Administrators should consider using a client connection policy to limit the number of entries that the directory server will examine when processing a search request on a per-client basis. Failure to limit the number of entries Directory Server examines on a single request can result in a single client connection using a large amount of Directory Server and operating system resources, which might cause a failure to meet SLAs due to resource contention.

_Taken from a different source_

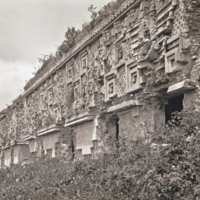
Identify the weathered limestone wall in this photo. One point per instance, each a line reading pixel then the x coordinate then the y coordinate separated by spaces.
pixel 118 80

Creating the Client Connection Policy

To create the Client Connection Policy in one dsconfig command:

dsconfig create-client-connection-policy \
  --policy-name "Restrictive Client Connection Policy" \
  --set "description:Restrictive Client Connection Policy" \
  --set enabled:true --set evaluation-order-index:1000 \
  --set "connection-criteria:User.0 Connection Criteria" \
  --set maximum-concurrent-connections:2 \
  --set "maximum-connection-duration:1 s" \
  --set "maximum-idle-connection-duration:1 s" \
  --set maximum-operation-count-per-connection:1000

Notes

Updates

  • 04-NOV-2011: Added dsconfig examples for maximum-concurrent-connections
  • 05-NOV-2011: Added dsconfig examples for maximum-connection-duration
  • 05-NOV-2011: Added dsconfig examples for maximum-idle-connection-duration
  • 09-NOV-2011: Added dsconfig examples for maximum-operation-count-per-connection

About Terry Gardner

Terry Gardner was a leading directory services architect with experience with many large scale directory services installations and messaging server installations, and was a Subject Matter Expert in the field of Directory Services and Solaris (operating system) performance. Mr. Gardner also participated in the open-source software community. Mr. Gardner passed away in December, 2013.